Photo: Jason LaVeris/FilmMagic
David Bowie, Whitney Houston, Dr. Dre Recordings Added To GRAMMY Hall Of Fame
Each year the GRAMMY Hall Of Fame celebrates a class of outstanding recordings at least 25 years old that exhibit qualitative or historical significance. To continue its ongoing commitment to preserving and celebrating timeless recordings, the Recording Academy has announced the class of 2018 recordings added to the Hall.
Recordings honored include Whitney Houston's unforgettable 1992 cover of Dolly Parton's "I Will Always Love You"; Dr. Dre's groundbreaking 1992 debut rap album, The Chronic; Public Enemy's 1989 hip-hop classic, "Fight The Power"; Aerosmith's 1973 power ballad, "Dream On"; Nirvana's influential 1991 LP, Nevermind; and David Bowie's 1969 time-traveling track "Space Odyssey."
Queen's fourth studio album, A Night At The Opera (1972), the Rolling Stones' chart-topping "Paint It Black" (1966), Johnny Cash's seminal Johnny Cash At Folsom Prison (1968), Linda Ronstadt's fifth studio album, Heart Like A Wheel (1974), Motown group the Four Tops' single "I Can't Help Myself" (1965), and Gladys Knight & The Pips' classic "I Heard It Through The Grapevine" (1967) each made the list.
Also earning a spot in the 2018 class is Jimi Hendrix's album Band Of Gypsys (1970), Sam Cooke's classic single "Bring It On Home To Me" (1962), Parliament's infectious track "Flash Light" (1978), Andy Williams' smooth interpretation of "Moon River" (1962), Billy Paul's ballad "Me And Mrs. Jones" (1972), and Leon Russell's iconic "A Song For You" (1970).
Representing jazz, the King Cole Trio's 1946 song "(I Love You) For Sentimental Reasons," Billie Holiday's 1937 version of "My Man" and Louis Armstrong & His Hot Five's 1927 track "Savoy Blues" have been inducted.
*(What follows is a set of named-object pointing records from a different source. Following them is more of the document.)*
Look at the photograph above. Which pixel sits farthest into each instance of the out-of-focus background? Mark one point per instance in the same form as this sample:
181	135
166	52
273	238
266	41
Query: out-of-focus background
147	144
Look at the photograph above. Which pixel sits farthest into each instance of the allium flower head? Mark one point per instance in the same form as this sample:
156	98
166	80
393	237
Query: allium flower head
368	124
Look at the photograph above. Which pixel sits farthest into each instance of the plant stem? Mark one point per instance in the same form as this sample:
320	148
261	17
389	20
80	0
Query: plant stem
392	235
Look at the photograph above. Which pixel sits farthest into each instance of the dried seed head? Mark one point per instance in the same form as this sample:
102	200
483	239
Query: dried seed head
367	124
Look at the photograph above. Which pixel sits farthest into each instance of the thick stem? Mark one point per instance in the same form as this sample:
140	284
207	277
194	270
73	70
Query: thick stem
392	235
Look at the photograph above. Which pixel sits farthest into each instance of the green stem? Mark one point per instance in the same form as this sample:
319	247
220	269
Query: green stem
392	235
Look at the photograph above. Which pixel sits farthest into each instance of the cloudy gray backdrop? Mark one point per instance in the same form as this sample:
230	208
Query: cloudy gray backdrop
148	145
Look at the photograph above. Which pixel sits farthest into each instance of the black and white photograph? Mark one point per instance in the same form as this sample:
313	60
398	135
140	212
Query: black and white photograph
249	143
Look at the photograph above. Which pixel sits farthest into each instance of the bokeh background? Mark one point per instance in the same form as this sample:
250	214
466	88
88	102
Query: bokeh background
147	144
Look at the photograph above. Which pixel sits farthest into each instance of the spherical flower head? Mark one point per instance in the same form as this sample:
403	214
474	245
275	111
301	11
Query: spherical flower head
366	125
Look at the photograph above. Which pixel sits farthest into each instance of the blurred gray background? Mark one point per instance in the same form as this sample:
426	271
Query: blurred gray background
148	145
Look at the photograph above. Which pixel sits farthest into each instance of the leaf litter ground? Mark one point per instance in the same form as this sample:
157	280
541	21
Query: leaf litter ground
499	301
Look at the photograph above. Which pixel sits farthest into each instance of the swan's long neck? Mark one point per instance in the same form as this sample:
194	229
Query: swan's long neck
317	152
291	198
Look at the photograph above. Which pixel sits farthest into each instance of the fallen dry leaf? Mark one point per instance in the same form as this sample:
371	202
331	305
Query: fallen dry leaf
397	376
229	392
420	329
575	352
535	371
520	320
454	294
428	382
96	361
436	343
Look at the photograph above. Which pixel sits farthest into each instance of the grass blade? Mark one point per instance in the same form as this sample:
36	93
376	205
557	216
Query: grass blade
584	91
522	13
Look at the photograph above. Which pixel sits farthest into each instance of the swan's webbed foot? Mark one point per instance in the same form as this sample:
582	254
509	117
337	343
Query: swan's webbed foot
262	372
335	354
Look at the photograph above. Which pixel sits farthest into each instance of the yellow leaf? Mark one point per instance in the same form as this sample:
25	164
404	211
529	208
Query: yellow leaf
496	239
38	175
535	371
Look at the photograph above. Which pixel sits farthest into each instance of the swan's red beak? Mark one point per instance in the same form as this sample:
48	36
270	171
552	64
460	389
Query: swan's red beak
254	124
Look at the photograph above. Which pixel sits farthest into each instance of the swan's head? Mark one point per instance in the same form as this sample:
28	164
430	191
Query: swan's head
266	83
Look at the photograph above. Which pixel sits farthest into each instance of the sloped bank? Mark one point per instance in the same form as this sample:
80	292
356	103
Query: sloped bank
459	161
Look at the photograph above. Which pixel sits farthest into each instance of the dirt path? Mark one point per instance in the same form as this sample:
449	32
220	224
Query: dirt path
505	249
South African trumpeter/singer Hugh Masekela's track "Grazing In The Grass" (1968), Thomas Alva Edison's original recording of "Mary Had A Little Lamb" (1878), Delta blues singer Arthur "Big Boy" Crudup's "That's All Right" (1949), and English musician Mike Oldfield's debut album, Tubular Bells, (1973) round out this year's Hall honorees.
Each year recordings are reviewed by a special member committee comprised of eminent and knowledgeable professionals from all branches of the recording arts, with final approval by the Recording Academy's National Board of Trustees. With these 25 new titles, the Hall, now in its 45th year, currently totals 1,063 recordings and is on display at GRAMMY Museum L.A. Live.
"The GRAMMY Hall Of Fame strives to embody the changing climate of music throughout these past decades, always acknowledging the diversity of musical expression for which the Academy has become known," said Neil Portnow, President/CEO of the Recording Academy. "Iconic and inspiring, these recordings are an integral part of our musical, social and cultural history, and we are proud to have added them to our growing catalog."
The 60th GRAMMY Awards will take place at New York City's Madison Square Garden on Sunday, Jan. 28. The telecast will be broadcast live on CBS at 7:30–11 p.m. ET/4:30–8 p.m. PT.